石の壁と砂が堆積した床。変わり映えのない殺風景な道を歩く。それに合わせて明かりも付いて動いた。
「…あんなァ、男にくっ付いて歩かれても全然ッ、嬉しゅうないんやけど。」
ブレイヴはレックスの肩を掴み、ぴったりと引っ付きながら、へっぴり腰で歩いていた。見るからに挙動不審な彼の反応にレックスはいい加減飽きたと言わんばかりだ。
「オレ様だって嬉しくねェよ!でも……しゃァねェだろッ!?」
「ソフィアやったらいざ知らず……とんだ貧乏くじ引いてもうたなァ……はぁ~。」
「なにォ!?オレ様は大当たりの男だっつーのッ!」
言われっぱなしのままではいられなかったのだろう。隠す素振りもなく、堂々と小言を漏らすレックスにブレイヴは思わず壁に拳を打ち付け、強い口調で反論した。

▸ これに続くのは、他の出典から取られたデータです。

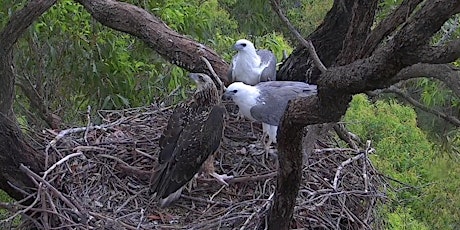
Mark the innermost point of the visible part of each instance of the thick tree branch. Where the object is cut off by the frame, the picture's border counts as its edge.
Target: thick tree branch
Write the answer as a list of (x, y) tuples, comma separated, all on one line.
[(328, 40), (438, 54), (14, 149), (388, 25), (173, 46), (308, 44), (363, 13)]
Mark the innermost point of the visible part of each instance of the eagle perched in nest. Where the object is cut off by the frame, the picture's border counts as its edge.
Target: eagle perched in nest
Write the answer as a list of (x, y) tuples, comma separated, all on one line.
[(192, 135)]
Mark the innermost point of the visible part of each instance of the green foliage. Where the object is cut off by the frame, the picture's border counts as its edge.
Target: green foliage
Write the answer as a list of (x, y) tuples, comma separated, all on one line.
[(257, 18), (405, 154)]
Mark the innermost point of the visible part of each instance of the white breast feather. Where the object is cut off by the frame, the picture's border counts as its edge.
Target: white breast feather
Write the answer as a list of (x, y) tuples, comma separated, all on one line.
[(247, 68)]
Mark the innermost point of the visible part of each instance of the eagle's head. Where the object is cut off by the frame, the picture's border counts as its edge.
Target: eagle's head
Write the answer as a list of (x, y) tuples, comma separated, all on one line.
[(206, 90), (244, 45)]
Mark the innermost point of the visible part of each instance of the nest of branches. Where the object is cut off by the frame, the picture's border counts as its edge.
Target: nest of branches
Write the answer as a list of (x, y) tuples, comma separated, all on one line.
[(97, 177)]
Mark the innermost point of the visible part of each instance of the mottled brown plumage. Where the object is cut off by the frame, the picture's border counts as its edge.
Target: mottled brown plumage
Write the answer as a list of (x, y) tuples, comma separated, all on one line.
[(193, 133)]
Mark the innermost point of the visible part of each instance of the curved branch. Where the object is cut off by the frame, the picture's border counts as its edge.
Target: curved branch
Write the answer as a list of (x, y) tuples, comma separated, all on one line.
[(438, 54), (174, 47), (308, 44), (388, 25)]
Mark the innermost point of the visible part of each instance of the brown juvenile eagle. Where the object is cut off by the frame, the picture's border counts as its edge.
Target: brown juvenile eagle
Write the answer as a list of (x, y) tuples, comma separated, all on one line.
[(193, 134)]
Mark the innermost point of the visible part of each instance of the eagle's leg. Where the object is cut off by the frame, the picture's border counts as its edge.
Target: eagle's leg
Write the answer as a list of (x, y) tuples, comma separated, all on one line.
[(208, 168)]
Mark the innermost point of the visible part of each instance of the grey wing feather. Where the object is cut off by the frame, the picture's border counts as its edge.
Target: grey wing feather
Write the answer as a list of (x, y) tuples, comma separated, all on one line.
[(274, 98), (269, 73), (199, 138)]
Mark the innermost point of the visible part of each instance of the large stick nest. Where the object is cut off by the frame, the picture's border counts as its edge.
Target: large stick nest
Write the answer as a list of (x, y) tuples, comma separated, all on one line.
[(97, 177)]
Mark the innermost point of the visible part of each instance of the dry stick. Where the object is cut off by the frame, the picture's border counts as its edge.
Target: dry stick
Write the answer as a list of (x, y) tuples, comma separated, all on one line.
[(342, 165), (127, 226), (52, 188), (204, 200), (65, 132), (365, 176), (266, 204), (88, 117), (63, 160), (325, 150), (308, 44), (214, 74)]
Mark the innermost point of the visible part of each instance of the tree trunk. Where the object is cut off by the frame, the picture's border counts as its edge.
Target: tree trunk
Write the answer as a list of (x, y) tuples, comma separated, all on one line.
[(14, 149)]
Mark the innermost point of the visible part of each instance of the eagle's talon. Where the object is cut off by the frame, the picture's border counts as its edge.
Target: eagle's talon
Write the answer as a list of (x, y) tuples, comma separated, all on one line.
[(221, 177)]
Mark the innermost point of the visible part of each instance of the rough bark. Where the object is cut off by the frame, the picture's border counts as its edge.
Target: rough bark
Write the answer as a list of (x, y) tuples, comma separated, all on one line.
[(14, 149), (381, 65), (327, 39), (174, 47), (338, 84)]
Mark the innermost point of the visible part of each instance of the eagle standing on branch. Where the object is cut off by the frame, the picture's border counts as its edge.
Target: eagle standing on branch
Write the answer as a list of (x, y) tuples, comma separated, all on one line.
[(266, 101), (193, 134)]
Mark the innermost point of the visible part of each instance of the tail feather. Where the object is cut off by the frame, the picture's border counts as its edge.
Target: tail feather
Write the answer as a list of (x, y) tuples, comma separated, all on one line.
[(164, 202)]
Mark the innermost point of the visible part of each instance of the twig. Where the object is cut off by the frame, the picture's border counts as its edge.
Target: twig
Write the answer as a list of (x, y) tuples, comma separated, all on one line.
[(214, 74), (347, 136), (52, 188), (325, 150), (342, 165), (205, 200), (88, 117), (66, 158), (366, 153), (308, 44), (266, 204)]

その時、壁に当たった手がズッっと沈んでいくような感覚があった。違和感を覚えたブレイヴが視線を向けると、彼の手が乗っている石壁の一部分だけがくっきりと凹んでいた。
ブレイヴはその手を退かすこともできず、強張った笑みを浮かべながらレックスを見た。視線を向けられた彼もまた硬直し、頬を引き攣らせながら辛うじて笑みと呼べるような表情を浮かべる。これから先、冒険もののアクション映画でありがちな展開を予測して、彼らは乾いた笑い声を響かせた。
ゴゴゴ、という地響きのような音が聞こえる。それは徐々に大きくなっていき―――ふたりが後ろを振り返ると、通路の幅に収まるぐらいの大きな球体状の岩が眼前に迫っていた。
「なんじゃこらァアアアアアッ!!!?」
ふたりは絶叫を繰り出しながら、わけもわからず無我夢中で走り出した。しかし、通路は一本道。他に抜けられそうな場所はなく、彼らは転がってくる岩に追われる形で逃げ惑うしかない。

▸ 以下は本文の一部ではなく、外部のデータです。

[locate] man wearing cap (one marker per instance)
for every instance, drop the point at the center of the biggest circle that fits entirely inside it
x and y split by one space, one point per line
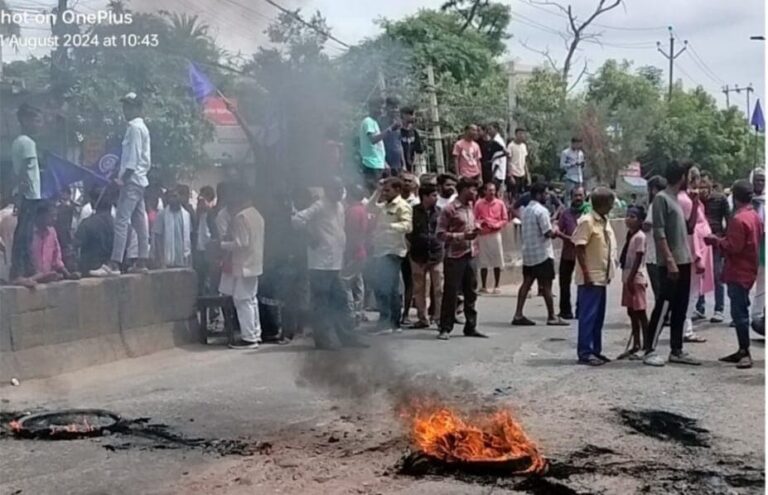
131 179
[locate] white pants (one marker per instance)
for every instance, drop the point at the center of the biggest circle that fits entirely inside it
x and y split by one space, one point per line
758 299
692 300
244 292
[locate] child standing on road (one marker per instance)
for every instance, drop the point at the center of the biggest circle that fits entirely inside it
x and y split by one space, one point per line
634 280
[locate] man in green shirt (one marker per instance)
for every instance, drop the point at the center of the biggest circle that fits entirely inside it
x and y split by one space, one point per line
26 181
670 233
372 150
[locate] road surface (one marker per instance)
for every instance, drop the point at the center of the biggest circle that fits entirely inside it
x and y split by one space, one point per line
594 424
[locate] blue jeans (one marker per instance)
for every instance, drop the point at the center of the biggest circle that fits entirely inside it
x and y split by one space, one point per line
591 303
719 286
739 297
388 297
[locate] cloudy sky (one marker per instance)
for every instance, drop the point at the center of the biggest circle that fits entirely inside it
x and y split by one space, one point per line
719 49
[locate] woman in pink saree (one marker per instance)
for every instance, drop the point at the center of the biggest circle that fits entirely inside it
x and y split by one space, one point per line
702 276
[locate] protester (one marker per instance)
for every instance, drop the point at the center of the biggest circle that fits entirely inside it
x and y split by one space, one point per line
45 250
458 229
494 156
411 196
467 155
717 211
446 189
172 233
372 144
65 219
410 192
393 217
393 147
566 224
356 228
333 151
296 312
491 216
538 256
206 200
244 242
95 234
595 247
702 275
758 202
551 202
426 256
634 280
7 226
26 183
135 163
410 138
324 223
656 184
572 162
518 175
740 246
670 232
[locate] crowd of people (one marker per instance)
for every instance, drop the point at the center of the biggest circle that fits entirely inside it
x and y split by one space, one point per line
407 241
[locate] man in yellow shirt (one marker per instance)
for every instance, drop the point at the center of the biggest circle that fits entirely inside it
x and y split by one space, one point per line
595 253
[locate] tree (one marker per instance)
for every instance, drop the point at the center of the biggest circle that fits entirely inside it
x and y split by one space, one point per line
470 83
720 141
577 32
97 76
622 108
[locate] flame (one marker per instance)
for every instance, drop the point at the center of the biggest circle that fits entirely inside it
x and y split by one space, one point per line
486 437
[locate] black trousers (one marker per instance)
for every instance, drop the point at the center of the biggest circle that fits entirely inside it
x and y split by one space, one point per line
565 275
21 258
460 278
673 297
654 277
329 306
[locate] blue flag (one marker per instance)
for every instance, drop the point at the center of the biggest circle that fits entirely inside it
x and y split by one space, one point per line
758 121
202 87
60 173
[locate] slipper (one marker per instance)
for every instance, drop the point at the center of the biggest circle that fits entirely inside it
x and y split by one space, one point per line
557 322
523 322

「またいらんことしよってからにぃッ!やっぱし、貧乏くじやったやないか~~ッッ!!!」
「悪いな!オレ様ってばいい男だから色ンなモノを引き寄せちまうンだよッ!」
「せやったら、この状況もどうにかしてもらえまへんやろか!色男サンッ!?」
「そ、それはー……。」
「何もあれへんのかいッ!」
迫りくる岩の前でも調子のいいやり取りをする彼らだったが、危機的状況は変わりなく、寧ろ岩は益々彼らとの距離を縮めていた。

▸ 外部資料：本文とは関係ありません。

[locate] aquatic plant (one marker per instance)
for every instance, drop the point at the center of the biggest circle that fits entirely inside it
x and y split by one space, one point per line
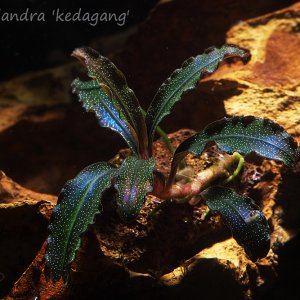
116 107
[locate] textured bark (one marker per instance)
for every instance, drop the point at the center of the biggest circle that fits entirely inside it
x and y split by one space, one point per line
176 254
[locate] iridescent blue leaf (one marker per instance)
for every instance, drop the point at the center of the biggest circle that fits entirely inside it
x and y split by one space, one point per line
185 79
246 221
94 99
78 203
244 135
133 182
114 83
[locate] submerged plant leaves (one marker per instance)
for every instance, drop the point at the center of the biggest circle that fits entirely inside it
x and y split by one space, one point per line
113 82
94 99
134 181
246 221
244 135
79 201
186 78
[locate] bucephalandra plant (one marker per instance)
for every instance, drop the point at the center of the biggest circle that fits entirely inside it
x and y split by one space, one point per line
116 107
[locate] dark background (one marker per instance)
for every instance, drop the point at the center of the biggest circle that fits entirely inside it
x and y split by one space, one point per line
35 45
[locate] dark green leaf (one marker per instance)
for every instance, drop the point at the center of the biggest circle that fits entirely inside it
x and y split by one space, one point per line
113 82
133 182
95 99
244 135
185 79
79 201
246 221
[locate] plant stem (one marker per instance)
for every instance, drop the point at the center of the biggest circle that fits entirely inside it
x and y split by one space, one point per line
203 179
164 136
166 140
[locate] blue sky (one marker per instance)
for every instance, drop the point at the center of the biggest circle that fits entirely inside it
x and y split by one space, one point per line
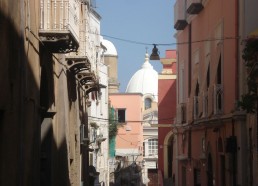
143 21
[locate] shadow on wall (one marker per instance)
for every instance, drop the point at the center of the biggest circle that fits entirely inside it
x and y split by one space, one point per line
27 156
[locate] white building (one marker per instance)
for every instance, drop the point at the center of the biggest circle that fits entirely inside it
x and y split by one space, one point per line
145 81
98 102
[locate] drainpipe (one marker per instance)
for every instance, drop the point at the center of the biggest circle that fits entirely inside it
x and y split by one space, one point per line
234 154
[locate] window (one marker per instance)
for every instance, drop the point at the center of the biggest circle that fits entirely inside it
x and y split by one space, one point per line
147 103
153 146
121 115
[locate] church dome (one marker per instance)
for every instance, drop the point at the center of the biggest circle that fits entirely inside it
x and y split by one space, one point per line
144 81
111 50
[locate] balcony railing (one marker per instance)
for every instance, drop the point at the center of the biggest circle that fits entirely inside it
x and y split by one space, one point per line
59 25
180 15
181 117
205 104
218 99
194 6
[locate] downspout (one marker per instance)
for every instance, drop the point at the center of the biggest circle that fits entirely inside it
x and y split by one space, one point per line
236 50
234 154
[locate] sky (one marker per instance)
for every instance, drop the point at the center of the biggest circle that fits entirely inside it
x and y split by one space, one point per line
133 26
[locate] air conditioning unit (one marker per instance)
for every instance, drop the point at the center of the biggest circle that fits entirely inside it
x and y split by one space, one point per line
83 135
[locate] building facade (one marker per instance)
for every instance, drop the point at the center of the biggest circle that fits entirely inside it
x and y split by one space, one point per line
167 112
129 138
212 130
46 79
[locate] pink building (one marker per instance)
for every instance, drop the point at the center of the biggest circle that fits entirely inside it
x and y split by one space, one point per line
212 133
167 113
129 140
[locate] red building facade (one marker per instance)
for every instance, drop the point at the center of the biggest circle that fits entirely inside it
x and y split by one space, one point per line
166 115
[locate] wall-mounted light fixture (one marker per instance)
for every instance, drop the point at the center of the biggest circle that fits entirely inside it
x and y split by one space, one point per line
155 53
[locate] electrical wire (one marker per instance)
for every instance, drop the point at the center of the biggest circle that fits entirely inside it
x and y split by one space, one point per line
132 121
166 44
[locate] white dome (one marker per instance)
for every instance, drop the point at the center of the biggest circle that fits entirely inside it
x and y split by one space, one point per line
111 50
144 81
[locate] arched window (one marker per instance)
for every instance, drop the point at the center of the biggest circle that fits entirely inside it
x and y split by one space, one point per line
147 103
153 146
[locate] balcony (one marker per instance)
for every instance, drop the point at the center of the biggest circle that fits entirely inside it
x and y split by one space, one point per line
59 25
196 107
181 113
194 6
218 99
205 104
180 15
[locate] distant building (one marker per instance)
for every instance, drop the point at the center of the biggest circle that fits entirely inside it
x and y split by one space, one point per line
137 139
166 117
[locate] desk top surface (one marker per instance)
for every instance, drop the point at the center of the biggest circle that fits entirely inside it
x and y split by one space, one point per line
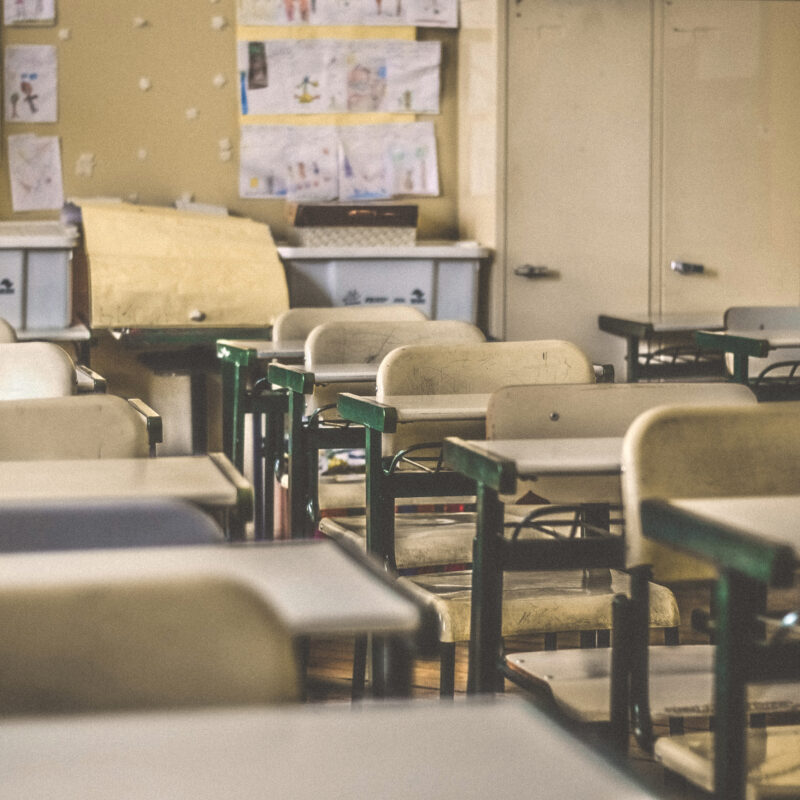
775 337
532 457
197 479
773 519
315 587
648 324
393 751
266 349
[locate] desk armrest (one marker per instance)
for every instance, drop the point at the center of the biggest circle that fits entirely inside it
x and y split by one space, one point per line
368 412
89 381
152 420
296 379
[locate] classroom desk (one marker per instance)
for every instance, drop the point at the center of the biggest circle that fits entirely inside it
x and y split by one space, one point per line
464 751
383 485
307 435
242 362
208 481
316 588
647 327
496 466
744 344
754 541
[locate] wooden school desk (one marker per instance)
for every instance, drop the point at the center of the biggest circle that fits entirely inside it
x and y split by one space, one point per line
648 327
464 751
307 436
754 541
496 466
315 588
383 487
208 481
744 344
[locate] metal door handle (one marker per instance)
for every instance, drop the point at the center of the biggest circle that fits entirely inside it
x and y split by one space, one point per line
531 271
685 268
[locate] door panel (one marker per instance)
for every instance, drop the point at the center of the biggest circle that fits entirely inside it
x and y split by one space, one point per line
731 153
578 168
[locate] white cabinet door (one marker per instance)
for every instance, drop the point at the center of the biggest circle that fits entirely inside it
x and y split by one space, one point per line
578 167
730 134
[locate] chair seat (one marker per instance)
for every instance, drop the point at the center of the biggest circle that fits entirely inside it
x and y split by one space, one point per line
681 682
773 757
541 602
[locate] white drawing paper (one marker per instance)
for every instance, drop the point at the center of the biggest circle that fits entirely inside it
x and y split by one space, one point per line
420 13
25 12
295 162
34 164
336 76
31 83
359 162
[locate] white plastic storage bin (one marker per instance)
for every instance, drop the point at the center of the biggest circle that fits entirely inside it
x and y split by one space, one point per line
36 274
442 280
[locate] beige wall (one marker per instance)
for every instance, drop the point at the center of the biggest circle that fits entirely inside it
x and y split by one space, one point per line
144 145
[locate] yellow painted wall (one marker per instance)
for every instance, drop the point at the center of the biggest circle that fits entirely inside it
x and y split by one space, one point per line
144 144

「よう考えてみぃ!俺らはポケモンや!ふたりでやればあんぐらいの岩、簡単に吹っ飛ばせるはずや!」
「…おめェ頭いいな。ま、まァ、オレ様もとっくに思いついてたけど?」
「どの口が抜かしとんねん!」
ふたりは走りながら両手に力を籠め、視線を合わせ頷く。似た者同士、使おうとしている技が何なのかは言葉にせずともわかった。
集約していく蒼い力の波動。それぞれが力を蓄えて、足を止めた後、ターンし、迫りくる岩へ向き直る。
「行くで、ブレイヴ!」
「おうッ!」
エネルギーの充填が最大になったところで二人はほぼ同時に[龍の波動]を放った。衝撃で床に堆積した砂が粉塵となって舞い上がり、辺りを黄土色に染めた。
確かな手ごたえを感じて、ふたりはハイタッチしようとした……のだが。
「……アラ?」
粉塵を突き破り、その速度を変えることなく、現れた岩。割れ目すらなく、粉砕されている様子は全くない。それどころか攻撃によって速度を増している様子から、ふたりの[龍の波動]のエネルギーを取り込んだようにも見えた。ただの岩ではないのか。信じられないとリアクションを取る間もなく、ふたりは反射的に走り出していた。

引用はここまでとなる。